Robert Schinke (Ph.D.)

Robert Schinke est titulaire d’une Chaire de recherche du Canada, niveau II, sur l’activité physique et sportive multiculturelle, dont le financement a été renouvelé par le CRSH, et professeur titulaire à l’Université Laurentienne. De fait, il a reçu à plusieurs reprises des subventions du CRSH et de la Fondation canadienne pour l’innovation. Ses premiers projets de recherche auprès du CRSH, de type communautaire, ont porté sur les athlètes autochtones d’élite et les jeunes sportifs vivant dans une réserve du Canada, ainsi que l’acculturation des athlètes autochtones, après leur réinstallation hors réserve. Ce travail lui a valu en 2010 le Canadian Sport Science Research Award for Community Research (prix canadien de recherche en sciences du sport, recherche communautaire). Les subventions récentes du CRSH, reçues depuis 2012, lui ont permis de se pencher sur l’acculturation des nouveaux immigrants athlètes et les questions identitaires propres aux sportifs. Il est actuellement corédacteur en chef de la revue International Journal of Sport and Exercise Psychology, rédacteur adjoint de Case Studies in Sport and Exercise Psychology et membre du comité de rédaction de Qualitative Research in Sport, Exercise, and Health, and the Journal of Clinical Sport Psychology, après avoir été rédacteur adjoint de Psychology of Sport and Exercise.
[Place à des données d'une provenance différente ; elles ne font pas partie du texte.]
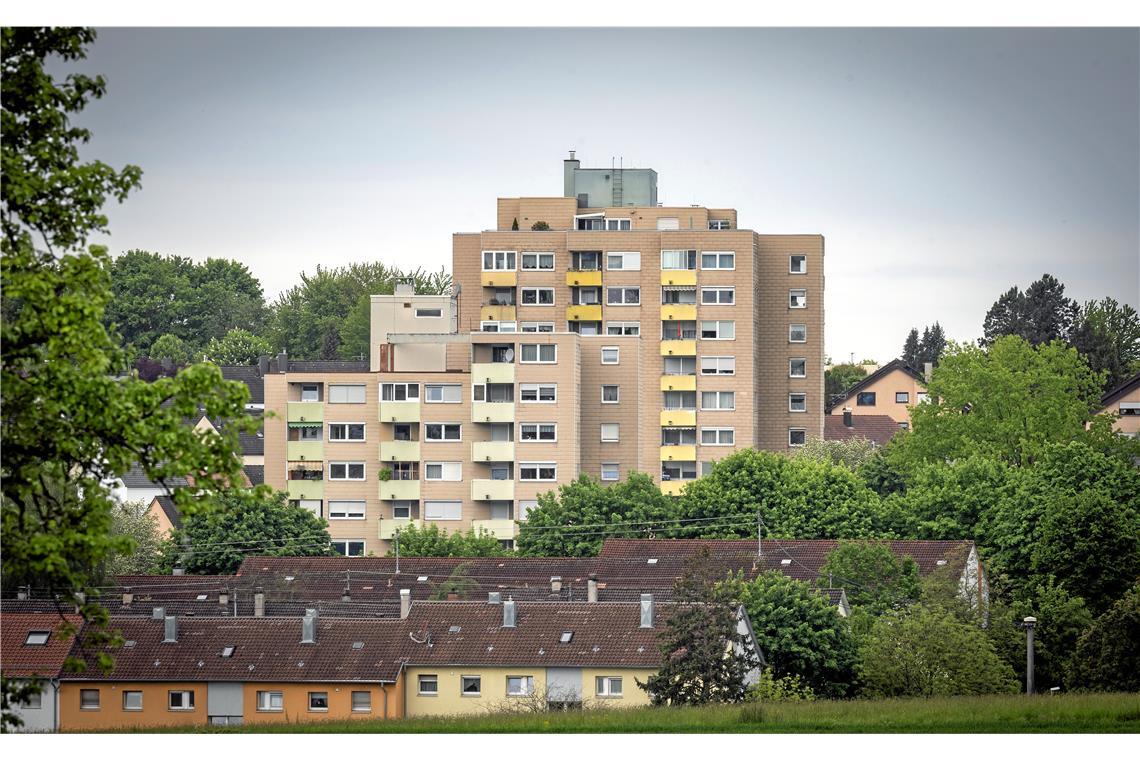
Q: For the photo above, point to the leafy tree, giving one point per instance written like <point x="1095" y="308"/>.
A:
<point x="214" y="542"/>
<point x="575" y="521"/>
<point x="431" y="541"/>
<point x="872" y="575"/>
<point x="919" y="651"/>
<point x="799" y="632"/>
<point x="1107" y="658"/>
<point x="705" y="656"/>
<point x="237" y="348"/>
<point x="1040" y="315"/>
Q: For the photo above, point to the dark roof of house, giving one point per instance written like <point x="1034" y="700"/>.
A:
<point x="19" y="659"/>
<point x="878" y="374"/>
<point x="878" y="428"/>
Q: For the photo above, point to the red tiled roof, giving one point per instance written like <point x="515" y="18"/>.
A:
<point x="21" y="659"/>
<point x="879" y="428"/>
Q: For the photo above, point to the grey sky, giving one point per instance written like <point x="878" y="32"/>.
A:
<point x="942" y="165"/>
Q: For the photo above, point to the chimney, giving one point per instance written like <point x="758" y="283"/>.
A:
<point x="170" y="632"/>
<point x="309" y="627"/>
<point x="646" y="611"/>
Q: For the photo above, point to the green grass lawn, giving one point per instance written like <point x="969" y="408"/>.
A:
<point x="1068" y="713"/>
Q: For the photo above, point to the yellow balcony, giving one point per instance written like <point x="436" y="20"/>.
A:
<point x="584" y="279"/>
<point x="399" y="450"/>
<point x="491" y="411"/>
<point x="306" y="411"/>
<point x="488" y="490"/>
<point x="588" y="313"/>
<point x="496" y="313"/>
<point x="678" y="311"/>
<point x="388" y="528"/>
<point x="399" y="411"/>
<point x="399" y="490"/>
<point x="678" y="348"/>
<point x="501" y="529"/>
<point x="678" y="452"/>
<point x="493" y="373"/>
<point x="678" y="277"/>
<point x="304" y="450"/>
<point x="493" y="451"/>
<point x="678" y="418"/>
<point x="678" y="382"/>
<point x="306" y="489"/>
<point x="499" y="279"/>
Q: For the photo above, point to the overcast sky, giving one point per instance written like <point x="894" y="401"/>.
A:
<point x="941" y="165"/>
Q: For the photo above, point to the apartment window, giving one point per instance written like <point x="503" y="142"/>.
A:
<point x="718" y="365"/>
<point x="349" y="548"/>
<point x="345" y="471"/>
<point x="520" y="685"/>
<point x="623" y="328"/>
<point x="181" y="700"/>
<point x="270" y="701"/>
<point x="345" y="509"/>
<point x="530" y="432"/>
<point x="538" y="296"/>
<point x="537" y="392"/>
<point x="718" y="260"/>
<point x="718" y="331"/>
<point x="623" y="261"/>
<point x="539" y="353"/>
<point x="623" y="296"/>
<point x="345" y="394"/>
<point x="498" y="261"/>
<point x="345" y="431"/>
<point x="544" y="261"/>
<point x="537" y="471"/>
<point x="444" y="431"/>
<point x="442" y="511"/>
<point x="718" y="295"/>
<point x="442" y="393"/>
<point x="678" y="260"/>
<point x="711" y="400"/>
<point x="399" y="391"/>
<point x="718" y="436"/>
<point x="444" y="471"/>
<point x="608" y="686"/>
<point x="429" y="685"/>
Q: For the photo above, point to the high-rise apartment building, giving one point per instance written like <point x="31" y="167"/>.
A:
<point x="579" y="338"/>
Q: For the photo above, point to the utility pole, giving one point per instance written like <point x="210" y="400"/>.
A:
<point x="1029" y="622"/>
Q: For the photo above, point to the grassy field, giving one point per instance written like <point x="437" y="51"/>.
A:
<point x="999" y="714"/>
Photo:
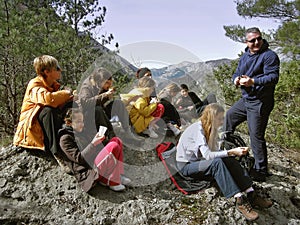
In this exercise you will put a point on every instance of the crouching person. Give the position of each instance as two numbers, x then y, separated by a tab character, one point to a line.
42	109
89	159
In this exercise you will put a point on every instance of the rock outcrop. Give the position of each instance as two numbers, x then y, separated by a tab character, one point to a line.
34	190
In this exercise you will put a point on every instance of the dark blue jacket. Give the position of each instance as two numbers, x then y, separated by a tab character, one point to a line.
263	66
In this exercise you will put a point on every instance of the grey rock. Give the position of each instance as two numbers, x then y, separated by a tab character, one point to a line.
33	190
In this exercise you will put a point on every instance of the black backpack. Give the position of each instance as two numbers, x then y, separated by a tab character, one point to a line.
230	141
166	152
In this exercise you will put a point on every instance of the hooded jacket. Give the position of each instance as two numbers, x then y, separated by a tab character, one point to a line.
263	66
29	133
138	104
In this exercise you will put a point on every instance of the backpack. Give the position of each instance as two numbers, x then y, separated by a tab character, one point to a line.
230	141
166	152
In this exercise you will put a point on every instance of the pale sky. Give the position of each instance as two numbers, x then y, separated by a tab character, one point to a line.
192	30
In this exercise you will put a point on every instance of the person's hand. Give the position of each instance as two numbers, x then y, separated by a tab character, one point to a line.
190	107
110	93
246	81
239	151
237	81
97	139
154	100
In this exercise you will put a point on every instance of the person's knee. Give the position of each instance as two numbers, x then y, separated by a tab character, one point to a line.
117	140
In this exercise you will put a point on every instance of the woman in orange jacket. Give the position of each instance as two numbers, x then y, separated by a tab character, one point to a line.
40	116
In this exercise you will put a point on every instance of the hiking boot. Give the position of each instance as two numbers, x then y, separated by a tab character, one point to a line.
258	175
129	135
244	207
63	165
174	129
257	201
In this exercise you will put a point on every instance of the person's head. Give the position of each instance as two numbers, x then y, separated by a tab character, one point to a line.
101	78
47	65
184	90
74	118
173	89
253	39
143	72
212	118
147	83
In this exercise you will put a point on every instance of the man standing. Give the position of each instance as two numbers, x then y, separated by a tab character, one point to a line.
257	75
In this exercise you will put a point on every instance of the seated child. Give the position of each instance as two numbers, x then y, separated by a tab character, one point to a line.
143	113
87	160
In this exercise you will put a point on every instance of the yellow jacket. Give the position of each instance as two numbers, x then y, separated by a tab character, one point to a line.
137	103
38	94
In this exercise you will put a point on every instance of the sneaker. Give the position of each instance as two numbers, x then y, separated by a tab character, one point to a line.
125	180
119	187
244	207
257	201
258	175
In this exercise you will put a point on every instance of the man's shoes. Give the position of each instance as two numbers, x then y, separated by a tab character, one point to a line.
257	201
244	207
258	175
119	187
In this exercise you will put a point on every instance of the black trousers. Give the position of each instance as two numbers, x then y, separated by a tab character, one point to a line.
256	113
51	121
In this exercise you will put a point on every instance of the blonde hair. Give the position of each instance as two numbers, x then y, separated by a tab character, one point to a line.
207	119
146	82
172	87
44	62
70	114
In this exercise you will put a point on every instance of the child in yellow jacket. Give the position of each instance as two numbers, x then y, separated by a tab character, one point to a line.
143	113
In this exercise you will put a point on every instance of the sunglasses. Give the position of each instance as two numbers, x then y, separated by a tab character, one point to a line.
254	39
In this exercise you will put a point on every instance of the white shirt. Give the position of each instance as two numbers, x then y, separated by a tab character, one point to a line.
192	145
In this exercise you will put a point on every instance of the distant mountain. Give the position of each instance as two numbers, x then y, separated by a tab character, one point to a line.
190	73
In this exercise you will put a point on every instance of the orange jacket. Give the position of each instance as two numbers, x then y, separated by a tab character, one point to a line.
38	94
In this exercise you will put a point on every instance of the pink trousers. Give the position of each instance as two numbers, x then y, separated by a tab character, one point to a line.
110	162
160	109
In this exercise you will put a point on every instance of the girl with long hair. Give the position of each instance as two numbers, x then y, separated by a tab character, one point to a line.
198	156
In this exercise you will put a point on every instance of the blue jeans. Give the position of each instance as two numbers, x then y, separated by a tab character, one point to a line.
227	172
256	113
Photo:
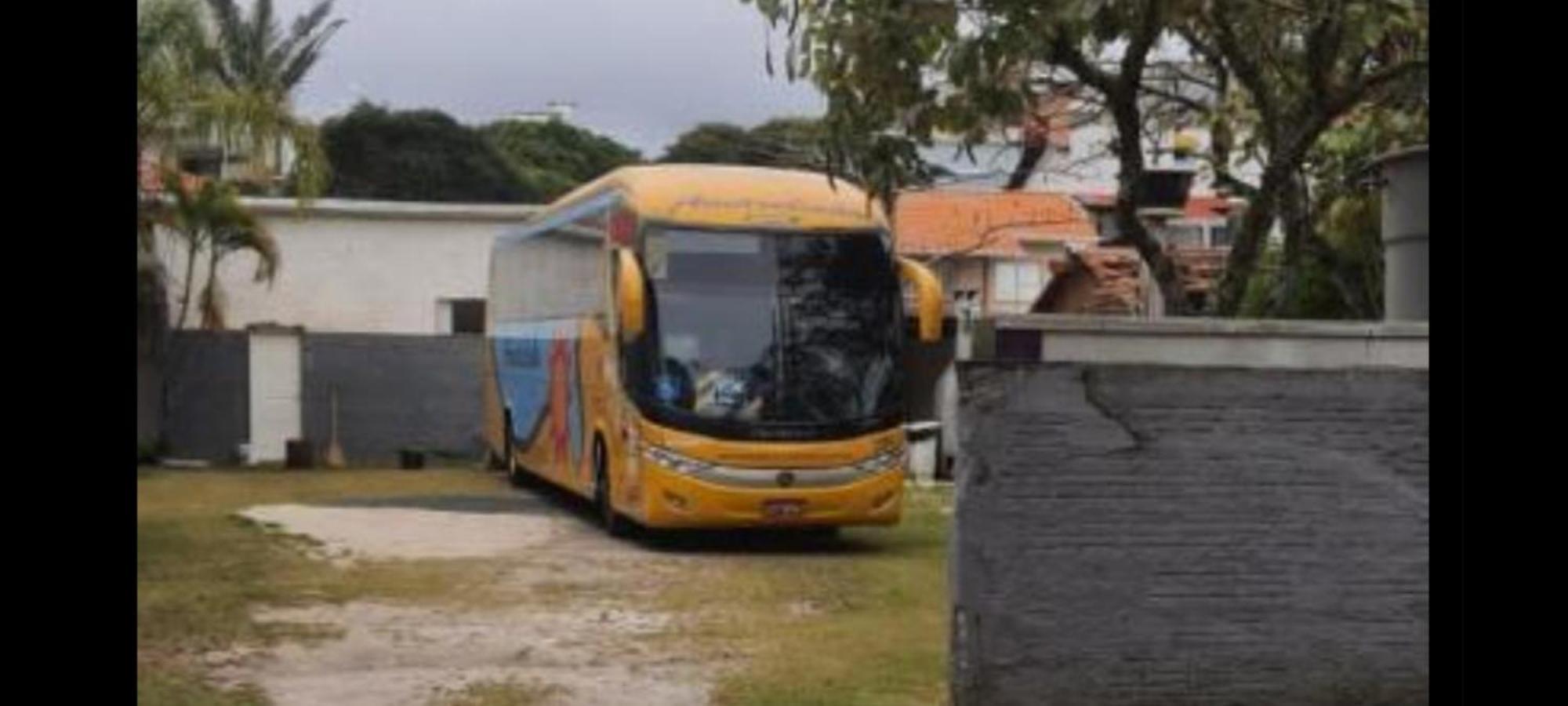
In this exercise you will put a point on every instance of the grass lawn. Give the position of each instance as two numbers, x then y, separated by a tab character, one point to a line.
200	569
862	625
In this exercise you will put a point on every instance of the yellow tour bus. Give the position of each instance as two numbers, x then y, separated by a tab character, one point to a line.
706	348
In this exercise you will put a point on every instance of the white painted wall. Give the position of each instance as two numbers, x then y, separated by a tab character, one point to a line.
358	266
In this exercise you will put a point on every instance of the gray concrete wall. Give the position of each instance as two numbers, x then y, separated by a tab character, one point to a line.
1225	343
1191	536
394	391
148	395
209	395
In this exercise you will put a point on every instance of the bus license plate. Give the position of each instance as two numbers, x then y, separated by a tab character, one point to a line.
783	509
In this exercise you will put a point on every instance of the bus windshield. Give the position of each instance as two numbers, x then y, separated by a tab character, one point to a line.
769	333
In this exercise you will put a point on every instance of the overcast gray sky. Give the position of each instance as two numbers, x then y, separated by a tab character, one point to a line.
641	71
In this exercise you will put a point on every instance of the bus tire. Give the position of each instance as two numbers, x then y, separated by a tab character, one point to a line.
515	473
614	523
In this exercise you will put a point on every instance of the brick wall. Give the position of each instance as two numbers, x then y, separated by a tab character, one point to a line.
1134	534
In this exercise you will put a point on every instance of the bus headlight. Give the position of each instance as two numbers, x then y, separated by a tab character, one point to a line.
677	462
882	460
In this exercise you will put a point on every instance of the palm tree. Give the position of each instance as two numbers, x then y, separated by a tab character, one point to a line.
260	67
209	219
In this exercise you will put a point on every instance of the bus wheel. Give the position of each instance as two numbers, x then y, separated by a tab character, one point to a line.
515	471
614	523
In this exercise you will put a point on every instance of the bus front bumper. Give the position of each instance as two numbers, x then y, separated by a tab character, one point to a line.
673	500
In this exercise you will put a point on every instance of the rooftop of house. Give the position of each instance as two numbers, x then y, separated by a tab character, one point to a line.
987	224
1116	278
150	178
1199	206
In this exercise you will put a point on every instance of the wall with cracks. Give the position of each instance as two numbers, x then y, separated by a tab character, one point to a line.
1208	536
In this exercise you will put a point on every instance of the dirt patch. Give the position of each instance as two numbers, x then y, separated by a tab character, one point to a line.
576	625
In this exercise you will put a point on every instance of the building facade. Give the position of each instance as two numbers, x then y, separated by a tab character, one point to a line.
360	267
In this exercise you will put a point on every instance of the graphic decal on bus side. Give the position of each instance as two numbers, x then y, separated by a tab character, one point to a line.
539	377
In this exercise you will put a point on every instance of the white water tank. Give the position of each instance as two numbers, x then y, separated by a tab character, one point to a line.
1406	186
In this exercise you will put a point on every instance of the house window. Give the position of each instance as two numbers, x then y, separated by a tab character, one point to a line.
460	316
1185	236
1017	283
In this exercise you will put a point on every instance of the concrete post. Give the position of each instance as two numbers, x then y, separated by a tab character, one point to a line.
965	333
1406	294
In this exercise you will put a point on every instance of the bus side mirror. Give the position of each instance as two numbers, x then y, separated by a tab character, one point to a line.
927	299
630	296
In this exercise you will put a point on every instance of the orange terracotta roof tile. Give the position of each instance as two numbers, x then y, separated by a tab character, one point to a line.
1199	208
1116	280
150	178
987	224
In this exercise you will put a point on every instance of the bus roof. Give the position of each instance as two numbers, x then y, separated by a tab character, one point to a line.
728	195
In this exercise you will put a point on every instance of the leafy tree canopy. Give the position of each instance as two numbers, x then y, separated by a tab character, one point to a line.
780	142
416	156
554	158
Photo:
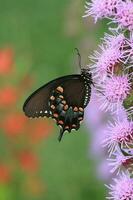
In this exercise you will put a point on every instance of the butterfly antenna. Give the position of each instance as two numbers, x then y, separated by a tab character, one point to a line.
61	134
79	57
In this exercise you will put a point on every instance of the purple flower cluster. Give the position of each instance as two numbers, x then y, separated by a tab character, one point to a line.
112	71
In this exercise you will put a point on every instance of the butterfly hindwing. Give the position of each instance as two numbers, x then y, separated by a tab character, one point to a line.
62	99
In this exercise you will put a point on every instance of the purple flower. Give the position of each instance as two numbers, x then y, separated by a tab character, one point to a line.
124	15
118	133
122	189
101	8
118	161
113	91
116	41
106	61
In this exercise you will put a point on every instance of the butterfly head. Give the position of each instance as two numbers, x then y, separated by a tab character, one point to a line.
87	74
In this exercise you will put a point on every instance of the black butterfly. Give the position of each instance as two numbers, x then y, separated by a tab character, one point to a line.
63	99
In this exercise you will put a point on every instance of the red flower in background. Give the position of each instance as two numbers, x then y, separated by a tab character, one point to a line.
8	96
14	124
6	61
40	129
5	175
28	161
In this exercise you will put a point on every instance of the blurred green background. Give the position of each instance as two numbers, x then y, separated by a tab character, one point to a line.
38	39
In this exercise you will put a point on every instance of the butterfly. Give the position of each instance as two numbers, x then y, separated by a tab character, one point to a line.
63	99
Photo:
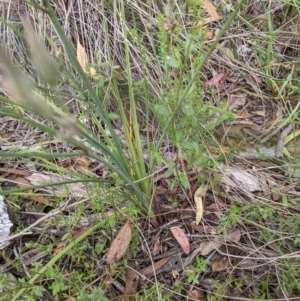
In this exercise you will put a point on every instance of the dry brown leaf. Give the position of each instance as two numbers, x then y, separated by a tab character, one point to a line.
156	246
199	194
83	61
205	229
215	80
196	294
157	265
181	238
15	171
234	236
132	281
119	244
208	246
82	56
221	264
212	11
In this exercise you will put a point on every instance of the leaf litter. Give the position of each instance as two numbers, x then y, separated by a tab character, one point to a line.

M. Schinke est président sortant de l’Association for Applied Sport Psychology, membre du conseil de direction de la Société internationale de psychologie du sport (ISSP) et candidat au poste de président en Espagne. S’il réussit, il sera le premier Canadien à le faire et aussi le premier psychologue du sport à être président des deux sociétés mondiales dans l’histoire de son domaine.

 

  1. Quelle est la fonction d’une Chaire de recherche et en quoi le renouvellement de votre mandat influe-t-il sur vos travaux? Une Chaire de recherche du Canada, de niveau deux, doit pouvoir imprimer sa marque au niveau international. La psychologie sportive culturelle est mon domaine d’expertise. Je travaille avec des athlètes et des entraîneurs de niveau international, en me basant sur leur héritage culturel et leurs antécédents. Je suis très honoré du renouvellement de mandat : cela signifie que j’ai fait un assez bon travail au cours des cinq premières années et que ce travail mérite des investissements supplémentaires de la part de la Laurentienne et du gouvernement fédéral. Je suis particulièrement honoré de pouvoir exercer mes fonctions de titulaire de chaire à la Laurentienne, où l’inclusivité culturelle est une réalité quotidienne alors que les professeurs parlant deux langues et héritiers de trois cultures (au moins) travaillent ensemble, brassant souvent langues et patrimoines à chaque table de discussion. En somme, le renouvellement de mandat favorisera grandement mes progrès en tant que chercheur, mais aussi, je l’espère, ceux du domaine en général. Il y a dix ans, j’ai inventé la psychologie sportive culturelle. Depuis, le domaine s’est développé prenant de l’ampleur dans le monde entier et de nombreuses revues de premier plan, à comité de lecture, lui ont consacré des numéros spéciaux. Je pourrai donc, grâce au renouvellement, continuer mon rôle de meneur dans ce domaine en plein essor jusqu’en 2020.

 

  1. Comment les Chaires de recherche du Canada appuient-elles le mandat de recherche à l’Université Laurentienne? L’un des principaux points de mire actuels de l’Université Laurentienne est le mentorat des membres du corps professoral et du personnel. Quand je suis arrivé ici, les programmes d’études supérieures commençaient à peine à être reconnus et la culture organisationnelle était en grande partie axée sur l’enseignement de premier cycle de haute qualité. De fait, ce n’est que récemment qu’on a assisté à un changement organisationnel en faveur des études supérieures et le renforcement des capacités professorales en matière de financement de la recherche. Grâce à mon mandat de titulaire de Chaire de recherche du Canada, j’ai pu travailler avec un nombre croissant de professeurs dans le cadre de projets financés par les trois Conseils. Ces professeurs travaillant comme codemandeurs sont en train d’enrichir leur expérience, ce qui augmentera leur capacité à développer des demandes de financement externe auprès des organismes subventionnaires de visibilité accrue. L’un de ces codemandeurs est l’un de nos anciens étudiants de doctorat, et il vient également de se voir décerner la Bourse de développement 2017-2012 de la Société internationale de psychologie du sport. Parallèlement, j’ai attiré à la Laurentienne un nombre accru d’étudiants de doctorat venus de pays étrangers de même que professeurs invités de l’extérieur du Canada. Ces ambitions s’accordent bien avec le plan stratégique actuel qui accorde une grande importance à l’inclusivité culturelle, à l’internationalisation et au renforcement des capacités dans le domaine de la recherche financée.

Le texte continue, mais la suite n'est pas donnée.